Suddenly the dim outlines of the whale took shape in the green depths far below me but when near the surface the animal checked its upward rush, turned downward, and dove directly under the ship, rising a hundred fathoms away on the port beam. I could see every movement of the great body as clearly as though the whale had been suspended in mid-air. When the animal turned, the side fins were thrown outward but were pressed close to the body as it swam under the ship.

Posterior view of a blue whale on the slip at Aikawa, Japan. The flukes have been cut off and the wide thin caudal portion of the body is well shown.

A whale’s flippers must not be compared with the fins of a fish, for in structure the two are quite unlike. The flippers of all cetaceans are merely the fore-limbs of ordinary land mammals, which have become overlaid with blubber to form a paddle in adaptation to an aquatic life and have the bones, blood vessels, and nerves of the human arm. The flipper of the humpback whale has four greatly elongated fingers but in some other species there are five fingers as in the human hand.

Cetaceans also have rudiments of the hind-limbs. These consist of the pelvis, which is fairly well developed, and small nodules of bone representing the femur and sometimes the tibia; the latter is cartilaginous except in rare cases. These rudiments are, of course, entirely concealed within the body and can only be found by carefully cutting away the flesh surrounding the sexual organs.

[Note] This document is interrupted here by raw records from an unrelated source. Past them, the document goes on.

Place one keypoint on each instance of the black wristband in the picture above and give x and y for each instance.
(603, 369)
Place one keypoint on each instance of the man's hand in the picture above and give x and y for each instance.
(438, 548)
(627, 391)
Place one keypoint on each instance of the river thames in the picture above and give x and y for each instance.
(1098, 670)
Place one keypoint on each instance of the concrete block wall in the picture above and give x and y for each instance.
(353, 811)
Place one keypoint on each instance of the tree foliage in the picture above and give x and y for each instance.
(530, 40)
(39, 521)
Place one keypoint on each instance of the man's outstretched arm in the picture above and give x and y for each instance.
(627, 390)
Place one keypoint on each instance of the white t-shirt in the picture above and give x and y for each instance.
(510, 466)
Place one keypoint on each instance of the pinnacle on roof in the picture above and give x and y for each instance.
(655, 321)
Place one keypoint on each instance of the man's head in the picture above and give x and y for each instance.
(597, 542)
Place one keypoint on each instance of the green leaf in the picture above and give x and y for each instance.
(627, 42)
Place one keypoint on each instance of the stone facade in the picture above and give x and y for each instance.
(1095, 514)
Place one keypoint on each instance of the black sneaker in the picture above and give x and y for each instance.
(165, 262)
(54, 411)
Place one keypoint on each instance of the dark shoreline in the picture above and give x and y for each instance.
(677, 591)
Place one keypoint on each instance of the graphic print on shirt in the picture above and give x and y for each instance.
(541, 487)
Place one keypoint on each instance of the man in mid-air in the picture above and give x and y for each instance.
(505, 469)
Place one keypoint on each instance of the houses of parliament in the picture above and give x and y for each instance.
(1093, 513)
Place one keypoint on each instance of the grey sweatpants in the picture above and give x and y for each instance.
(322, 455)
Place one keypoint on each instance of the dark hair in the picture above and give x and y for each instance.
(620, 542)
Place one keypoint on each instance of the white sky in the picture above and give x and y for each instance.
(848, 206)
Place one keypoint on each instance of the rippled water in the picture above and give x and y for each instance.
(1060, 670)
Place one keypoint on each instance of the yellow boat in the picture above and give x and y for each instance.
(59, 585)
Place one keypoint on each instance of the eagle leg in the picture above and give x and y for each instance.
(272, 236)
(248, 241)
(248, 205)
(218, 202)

The flipper of a humpback whale. “The flippers of all cetaceans are merely the fore-limbs of ordinary land mammals, which have become overlaid with blubber to form a paddle.”

One of the most striking things about the blue whale, and indeed all its relatives, are the folds which extend longitudinally from the lower jaw backward over the throat, breast, and abdomen. In different species of whales the folds vary in number and width, the furrows between them being about an inch in depth and the skin capable of great extension.

The use of the folds has been a subject of disagreement among naturalists, but my own belief is that they are an adaptation to increase the mouth capacity and to give greater power of expansion to the lungs.